I have no axe to grind on the issue, neither do I have sufficient expertise to assess and comment on any particular theory. The book I read I chose simply for its title and without knowing what its position was. In fact it covered all the theories without expressing a preference.

A combination of archaeology, anthropology and genetics may be able to provide reasonable evidence that a certain group of people were at one time in one place and later in another. Historical linguistics may be able to make a contribution which appears to confirm what archaeology, anthropology and genetics are saying, but confirmation bias is a real danger, quite apart from the fact that the material available to historical linguists is incomplete and open to varying interpretations. The most basic point is if group A speaking language X moved into an area peopled by group B speaking language Y, we cannot be certain if group A ended up speaking language Y or group B ended up speaking language X, or if both groups ended up speaking some sort of a mixture of the two languages.

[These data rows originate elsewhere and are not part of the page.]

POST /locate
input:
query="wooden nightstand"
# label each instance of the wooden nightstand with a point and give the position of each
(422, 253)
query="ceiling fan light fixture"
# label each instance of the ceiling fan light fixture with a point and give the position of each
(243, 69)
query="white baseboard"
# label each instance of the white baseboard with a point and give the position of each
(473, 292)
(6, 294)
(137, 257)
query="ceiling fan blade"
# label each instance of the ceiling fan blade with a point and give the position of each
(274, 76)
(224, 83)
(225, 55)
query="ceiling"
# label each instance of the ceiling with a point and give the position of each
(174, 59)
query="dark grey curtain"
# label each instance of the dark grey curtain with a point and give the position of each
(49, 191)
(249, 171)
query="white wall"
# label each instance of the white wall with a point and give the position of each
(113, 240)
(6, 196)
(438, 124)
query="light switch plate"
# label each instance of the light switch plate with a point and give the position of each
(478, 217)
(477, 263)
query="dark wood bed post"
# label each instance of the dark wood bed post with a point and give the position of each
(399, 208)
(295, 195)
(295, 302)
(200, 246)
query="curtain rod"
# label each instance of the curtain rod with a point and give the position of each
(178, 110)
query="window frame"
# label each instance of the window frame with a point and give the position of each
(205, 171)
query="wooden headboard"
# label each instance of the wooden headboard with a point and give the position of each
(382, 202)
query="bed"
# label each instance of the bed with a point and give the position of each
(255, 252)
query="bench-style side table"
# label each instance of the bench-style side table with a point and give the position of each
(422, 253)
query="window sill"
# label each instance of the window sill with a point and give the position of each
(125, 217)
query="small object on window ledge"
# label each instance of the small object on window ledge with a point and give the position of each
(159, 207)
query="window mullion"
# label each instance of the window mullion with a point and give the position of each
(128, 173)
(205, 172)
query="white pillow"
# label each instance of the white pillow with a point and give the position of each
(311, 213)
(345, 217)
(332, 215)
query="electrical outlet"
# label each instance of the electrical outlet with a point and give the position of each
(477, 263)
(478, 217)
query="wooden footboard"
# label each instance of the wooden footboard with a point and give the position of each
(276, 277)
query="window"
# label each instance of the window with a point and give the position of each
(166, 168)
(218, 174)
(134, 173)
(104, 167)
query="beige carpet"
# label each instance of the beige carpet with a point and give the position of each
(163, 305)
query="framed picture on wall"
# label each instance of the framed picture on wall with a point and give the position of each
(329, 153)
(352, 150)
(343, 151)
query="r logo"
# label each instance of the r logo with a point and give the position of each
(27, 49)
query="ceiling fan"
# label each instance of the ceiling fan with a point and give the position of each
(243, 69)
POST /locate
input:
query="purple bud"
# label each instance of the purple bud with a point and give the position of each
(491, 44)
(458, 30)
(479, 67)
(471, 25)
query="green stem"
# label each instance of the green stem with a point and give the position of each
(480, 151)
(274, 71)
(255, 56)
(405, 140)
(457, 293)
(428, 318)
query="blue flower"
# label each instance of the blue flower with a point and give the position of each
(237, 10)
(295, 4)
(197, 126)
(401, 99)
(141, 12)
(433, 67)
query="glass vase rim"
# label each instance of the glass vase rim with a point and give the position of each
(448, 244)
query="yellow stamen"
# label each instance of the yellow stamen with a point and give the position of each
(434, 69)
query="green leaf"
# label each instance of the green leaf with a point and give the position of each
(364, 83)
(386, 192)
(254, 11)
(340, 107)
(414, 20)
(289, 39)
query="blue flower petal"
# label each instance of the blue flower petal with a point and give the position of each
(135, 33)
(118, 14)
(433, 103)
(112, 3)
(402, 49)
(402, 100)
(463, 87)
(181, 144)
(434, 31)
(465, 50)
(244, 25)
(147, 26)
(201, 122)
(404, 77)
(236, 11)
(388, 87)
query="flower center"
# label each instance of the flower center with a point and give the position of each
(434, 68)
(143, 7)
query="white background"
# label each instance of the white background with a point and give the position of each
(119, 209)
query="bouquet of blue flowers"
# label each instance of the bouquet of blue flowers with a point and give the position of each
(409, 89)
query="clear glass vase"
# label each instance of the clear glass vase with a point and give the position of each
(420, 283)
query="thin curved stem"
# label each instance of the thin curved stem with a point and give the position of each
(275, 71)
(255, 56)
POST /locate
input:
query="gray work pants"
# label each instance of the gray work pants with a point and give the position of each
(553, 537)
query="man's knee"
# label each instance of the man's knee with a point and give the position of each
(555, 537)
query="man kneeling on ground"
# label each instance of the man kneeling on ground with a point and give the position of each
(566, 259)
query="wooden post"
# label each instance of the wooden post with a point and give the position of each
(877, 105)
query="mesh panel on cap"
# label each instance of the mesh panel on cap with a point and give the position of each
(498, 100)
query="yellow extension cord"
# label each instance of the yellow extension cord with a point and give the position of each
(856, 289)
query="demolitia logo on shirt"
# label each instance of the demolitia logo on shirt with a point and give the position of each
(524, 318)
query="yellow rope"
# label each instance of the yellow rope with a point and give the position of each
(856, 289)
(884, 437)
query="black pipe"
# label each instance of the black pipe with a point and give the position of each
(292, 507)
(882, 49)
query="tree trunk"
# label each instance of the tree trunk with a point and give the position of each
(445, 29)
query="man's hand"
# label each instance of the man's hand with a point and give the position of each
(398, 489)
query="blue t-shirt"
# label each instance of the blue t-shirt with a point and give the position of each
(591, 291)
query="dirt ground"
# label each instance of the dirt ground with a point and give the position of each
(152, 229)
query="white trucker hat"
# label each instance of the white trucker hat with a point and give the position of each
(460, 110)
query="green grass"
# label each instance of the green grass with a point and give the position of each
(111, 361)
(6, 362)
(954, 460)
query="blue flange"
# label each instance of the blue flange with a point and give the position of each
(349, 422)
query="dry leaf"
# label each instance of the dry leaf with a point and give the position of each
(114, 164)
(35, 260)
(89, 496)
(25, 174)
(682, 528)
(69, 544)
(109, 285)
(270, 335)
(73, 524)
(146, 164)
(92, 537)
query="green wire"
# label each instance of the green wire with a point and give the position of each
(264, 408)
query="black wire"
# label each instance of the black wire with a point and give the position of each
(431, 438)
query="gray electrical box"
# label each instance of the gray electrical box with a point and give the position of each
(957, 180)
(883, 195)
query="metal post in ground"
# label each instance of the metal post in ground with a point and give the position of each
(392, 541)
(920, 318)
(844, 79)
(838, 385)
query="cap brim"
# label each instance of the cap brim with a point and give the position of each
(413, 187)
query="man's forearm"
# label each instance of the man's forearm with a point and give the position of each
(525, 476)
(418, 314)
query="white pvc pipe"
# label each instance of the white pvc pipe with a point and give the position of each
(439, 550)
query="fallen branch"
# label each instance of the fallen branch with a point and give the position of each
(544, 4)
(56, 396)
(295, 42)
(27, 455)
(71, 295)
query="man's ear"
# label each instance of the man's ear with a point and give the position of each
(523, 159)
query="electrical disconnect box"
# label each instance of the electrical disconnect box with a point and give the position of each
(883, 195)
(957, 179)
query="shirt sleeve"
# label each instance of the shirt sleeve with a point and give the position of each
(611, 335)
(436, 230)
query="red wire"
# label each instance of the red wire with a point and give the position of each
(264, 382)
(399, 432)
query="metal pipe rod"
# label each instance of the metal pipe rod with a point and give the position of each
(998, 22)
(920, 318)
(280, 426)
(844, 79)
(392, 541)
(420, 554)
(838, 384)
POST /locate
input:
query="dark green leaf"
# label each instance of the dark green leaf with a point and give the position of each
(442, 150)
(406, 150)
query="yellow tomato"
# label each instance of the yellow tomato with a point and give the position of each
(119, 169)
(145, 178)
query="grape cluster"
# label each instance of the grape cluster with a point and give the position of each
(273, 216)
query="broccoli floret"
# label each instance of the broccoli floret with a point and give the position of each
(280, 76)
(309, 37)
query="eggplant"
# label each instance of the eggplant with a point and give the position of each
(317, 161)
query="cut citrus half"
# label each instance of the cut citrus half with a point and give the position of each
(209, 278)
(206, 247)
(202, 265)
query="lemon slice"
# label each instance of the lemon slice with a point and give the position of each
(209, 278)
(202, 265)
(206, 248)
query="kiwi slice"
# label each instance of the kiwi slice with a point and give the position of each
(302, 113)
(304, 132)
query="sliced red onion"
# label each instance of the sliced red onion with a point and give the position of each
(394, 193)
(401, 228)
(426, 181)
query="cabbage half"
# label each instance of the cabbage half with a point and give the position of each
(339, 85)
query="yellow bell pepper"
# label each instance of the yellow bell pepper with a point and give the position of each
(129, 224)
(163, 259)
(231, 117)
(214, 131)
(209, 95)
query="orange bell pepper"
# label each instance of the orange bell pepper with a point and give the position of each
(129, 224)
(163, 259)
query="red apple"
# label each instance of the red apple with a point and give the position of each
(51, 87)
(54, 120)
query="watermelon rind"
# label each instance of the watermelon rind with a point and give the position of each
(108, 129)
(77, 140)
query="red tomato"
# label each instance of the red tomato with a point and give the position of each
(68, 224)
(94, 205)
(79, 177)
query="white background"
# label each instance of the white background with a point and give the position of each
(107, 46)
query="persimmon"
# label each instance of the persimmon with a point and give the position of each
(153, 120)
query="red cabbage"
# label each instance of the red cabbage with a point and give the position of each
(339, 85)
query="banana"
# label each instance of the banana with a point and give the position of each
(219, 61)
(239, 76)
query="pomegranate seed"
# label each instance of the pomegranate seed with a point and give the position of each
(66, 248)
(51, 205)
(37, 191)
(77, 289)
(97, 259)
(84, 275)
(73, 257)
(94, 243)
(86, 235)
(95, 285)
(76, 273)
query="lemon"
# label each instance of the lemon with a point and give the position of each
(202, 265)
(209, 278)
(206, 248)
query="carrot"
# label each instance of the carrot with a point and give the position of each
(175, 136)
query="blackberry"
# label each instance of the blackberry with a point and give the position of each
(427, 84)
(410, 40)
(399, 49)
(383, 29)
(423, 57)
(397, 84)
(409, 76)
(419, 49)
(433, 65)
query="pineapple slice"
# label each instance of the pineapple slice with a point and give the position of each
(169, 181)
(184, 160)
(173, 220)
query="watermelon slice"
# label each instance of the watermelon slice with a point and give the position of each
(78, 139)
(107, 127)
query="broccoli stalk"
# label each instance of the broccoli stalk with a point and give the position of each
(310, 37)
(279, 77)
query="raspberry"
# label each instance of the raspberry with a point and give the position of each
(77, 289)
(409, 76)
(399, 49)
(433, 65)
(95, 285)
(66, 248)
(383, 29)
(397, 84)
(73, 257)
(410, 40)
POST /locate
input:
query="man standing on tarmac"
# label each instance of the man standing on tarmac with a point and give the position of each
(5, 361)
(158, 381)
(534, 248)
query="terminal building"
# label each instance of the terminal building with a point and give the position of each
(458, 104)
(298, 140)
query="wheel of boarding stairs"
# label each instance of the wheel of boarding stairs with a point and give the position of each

Historical linguists saw that languages spoken across Europe and parts of Asia were related and formulated PIE. The actual language (as opposed to the reconstruction) must have been spoken by someone and since it was not known exactly who they were they were designated  "Indo-Europeans". That is why it it is certain that Indo-Europeans spoke Indo-European! A consideration of the reconstructed language and known Indo-European languages led to speculation about where they started out. It may be concluded after such consideration what animals the Indo-Europeans domesticated, what trees grew round about and that they had the wheel, but the conclusion cannot be more than a hypothesis.

There can only be some degree of certainty about who spoke what, where and when with advent of writing.